Fra Marsaglia e Bobbio il corso della Trebbia, finora già molto suggestivo, ha creato uno dei più sorprendenti paesaggi fluviali italiani, quasi una sfida alla logica. La singolarità sta negli splendidi meandri di acque ancora veloci, che invertono la direzione anche di centottanta gradi nel magnifico ambiente naturale di un fondovalle roccioso e abbastanza angusto. In estate soavi e mutevoli spiaggette costituiscono un irresistibile invito per chi sia disposto ad affrontare le difficoltà di parcheggiare l’auto e di trovare un sentiero per scendere al fiume e nuotare nelle limpide acque. Ma per godere di questo tratto fluviale, privilegiati sono sicuramente i canoisti.
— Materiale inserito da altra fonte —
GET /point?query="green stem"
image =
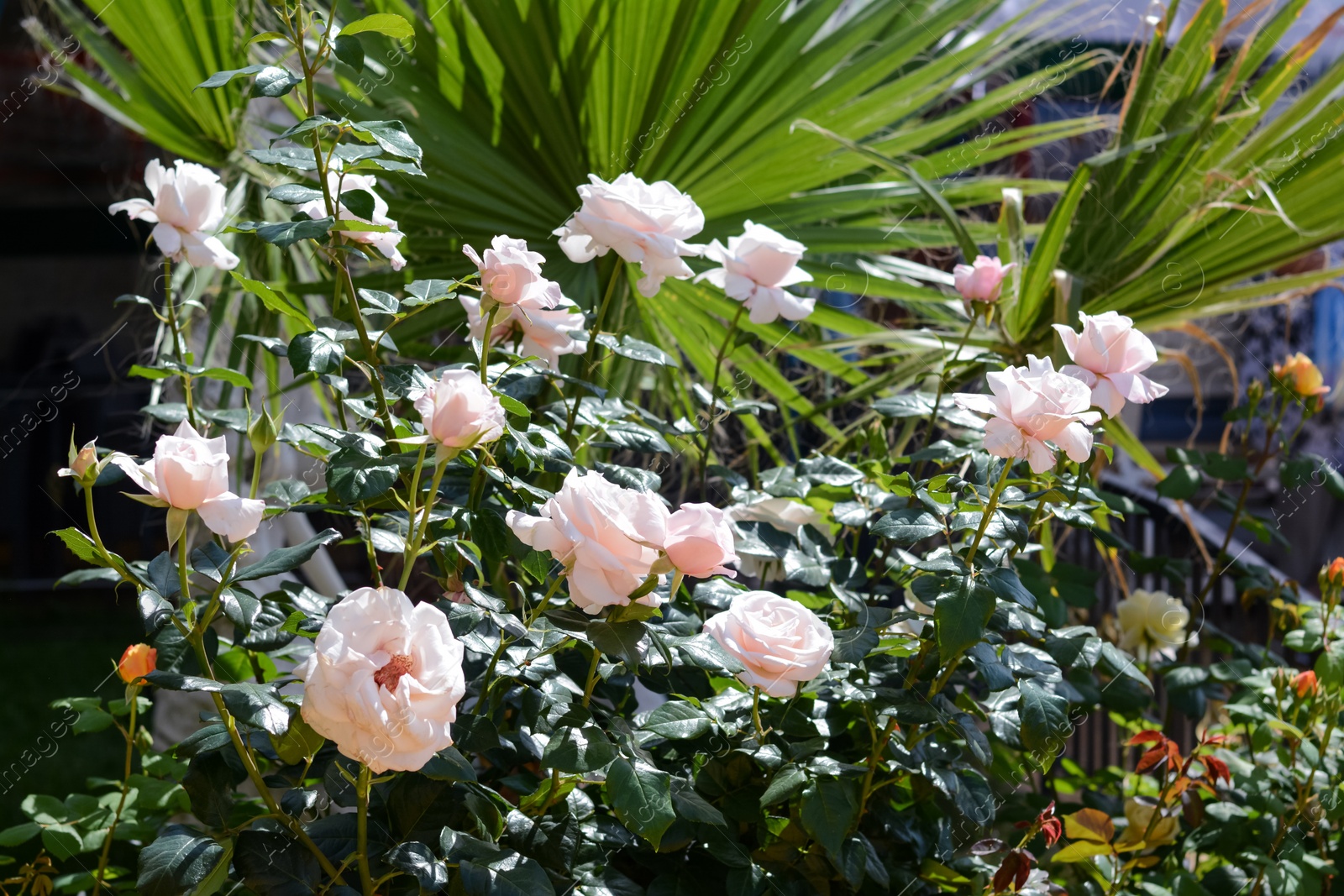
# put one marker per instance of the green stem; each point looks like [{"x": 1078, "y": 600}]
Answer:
[
  {"x": 990, "y": 512},
  {"x": 942, "y": 380},
  {"x": 756, "y": 715},
  {"x": 486, "y": 340},
  {"x": 591, "y": 681},
  {"x": 178, "y": 343},
  {"x": 362, "y": 829},
  {"x": 714, "y": 389},
  {"x": 134, "y": 692},
  {"x": 413, "y": 548}
]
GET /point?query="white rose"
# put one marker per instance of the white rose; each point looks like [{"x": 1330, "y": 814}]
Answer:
[
  {"x": 192, "y": 473},
  {"x": 780, "y": 513},
  {"x": 459, "y": 412},
  {"x": 780, "y": 641},
  {"x": 385, "y": 680},
  {"x": 1152, "y": 624},
  {"x": 188, "y": 204},
  {"x": 511, "y": 275},
  {"x": 385, "y": 242},
  {"x": 756, "y": 268},
  {"x": 608, "y": 537},
  {"x": 645, "y": 223},
  {"x": 533, "y": 331}
]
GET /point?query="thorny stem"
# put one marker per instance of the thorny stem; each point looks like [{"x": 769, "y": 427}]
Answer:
[
  {"x": 413, "y": 548},
  {"x": 591, "y": 345},
  {"x": 178, "y": 343},
  {"x": 125, "y": 788},
  {"x": 714, "y": 389},
  {"x": 990, "y": 512},
  {"x": 942, "y": 382},
  {"x": 362, "y": 829},
  {"x": 591, "y": 681}
]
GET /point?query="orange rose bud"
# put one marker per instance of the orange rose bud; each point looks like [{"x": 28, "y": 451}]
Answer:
[
  {"x": 1300, "y": 376},
  {"x": 1304, "y": 683},
  {"x": 1334, "y": 574},
  {"x": 136, "y": 663}
]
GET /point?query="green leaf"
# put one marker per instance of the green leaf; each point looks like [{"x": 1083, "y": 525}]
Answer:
[
  {"x": 386, "y": 23},
  {"x": 578, "y": 748},
  {"x": 1045, "y": 719},
  {"x": 678, "y": 720},
  {"x": 1180, "y": 484},
  {"x": 176, "y": 862},
  {"x": 906, "y": 527},
  {"x": 642, "y": 799},
  {"x": 353, "y": 476},
  {"x": 316, "y": 352},
  {"x": 785, "y": 783},
  {"x": 275, "y": 301},
  {"x": 960, "y": 617},
  {"x": 286, "y": 559},
  {"x": 828, "y": 812}
]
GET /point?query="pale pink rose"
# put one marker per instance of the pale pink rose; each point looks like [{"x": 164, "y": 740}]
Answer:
[
  {"x": 1032, "y": 406},
  {"x": 386, "y": 242},
  {"x": 780, "y": 641},
  {"x": 609, "y": 539},
  {"x": 785, "y": 515},
  {"x": 531, "y": 329},
  {"x": 1110, "y": 355},
  {"x": 699, "y": 542},
  {"x": 644, "y": 223},
  {"x": 460, "y": 411},
  {"x": 756, "y": 269},
  {"x": 192, "y": 473},
  {"x": 980, "y": 281},
  {"x": 385, "y": 680},
  {"x": 188, "y": 206},
  {"x": 512, "y": 275}
]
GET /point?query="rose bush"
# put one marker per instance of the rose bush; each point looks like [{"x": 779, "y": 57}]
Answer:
[{"x": 853, "y": 668}]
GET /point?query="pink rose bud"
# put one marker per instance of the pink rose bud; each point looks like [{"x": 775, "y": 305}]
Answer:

Il suggerimento è di fermarsi a Marsaglia, dove una strada scende al greto offrendo buoni spazi per sostare anche con un camper. Qui si trova il centro sportivo Sports in Open Space (tel. 0523/934300, fax 0523/934311), dove è possibile prendere lezioni di canoa e rafting, noleggiare l?attrezzatura, o anche essere recuperati insieme allo scafo dopo aver pagaiato su una ventina di chilometri di corso. Il centro offre inoltre foresteria, ristorazione casareccia e la possibilità di usufruire dei servizi per gli ospiti in camper.
Nei pressi di Marsaglia ecco l’antico quanto microscopico villaggio di Brugnello, sulla cima di un’altura in una posizione da fiaba, con il suo campanile a picco sul fondovalle. Per arrivarci sono tre chilometri di stradina asfaltata, nemmeno a dirlo delle più strette, francamente sconsigliabile a un camper anche per la ridottissima possibilità di parcheggio. Ma la magica bellezza del luogo (le antiche case sono state correttamente restaurate) premierà la salita a piedi o in bici. Ulteriore alternativa è quella di una più lunga escursione da Bobbio (bivio a sinistra poco dopo le terme).
La Trebbia si distende ora in un ampio alveo e le alture si allargano a ventaglio: eccoci finalmente a Bobbio, in strategica posizione fra alta e bassa valle, cerniera fra montagna e dolci colline. Il monaco irlandese Colombano, fondatore del famoso monastero, nel 612 giunse dopo molte peripezie in un Nord Italia lacerato dall’eresia nestoriana che combatté vigorosamente. Intanto il sovrano longobardo Agilulfo gli concedeva i terreni su cui edificare il suo monastero. Ma la posizione attuale del complesso, entro la cerchia urbana, risale alla fine del IX secolo, mentre gli edifici hanno subito rifacimenti durati fino al Settecento. Tra i pochi elementi superstiti della costruzione originaria sono la torre campanaria della chiesa e una parte del chiostro. Di queste e delle altre cose da vedere in un abitato che mantiene un tranquillo e severo fascino d’altri tempi non è il caso di occuparci, perché ne darà minuziosamente conto ogni guida. La visita potrà essere completata con la salita di una dozzina di chilometri al Passo del Penice (ampio parcheggio) e una passeggiata alla cima, dominata da una chiesetta di antica origine. Per fermarsi a Bobbio d’estate una zona adatta, anche ombrosa, è l’area sterrata lungo la Trebbia a valle del vecchio Ponte Gobbo (altro monumento caratteristico della cittadina); in altre stagioni la scelta a nostro avviso migliore si sposta nel vasto parcheggio, illuminato, di Piazza Corgnate.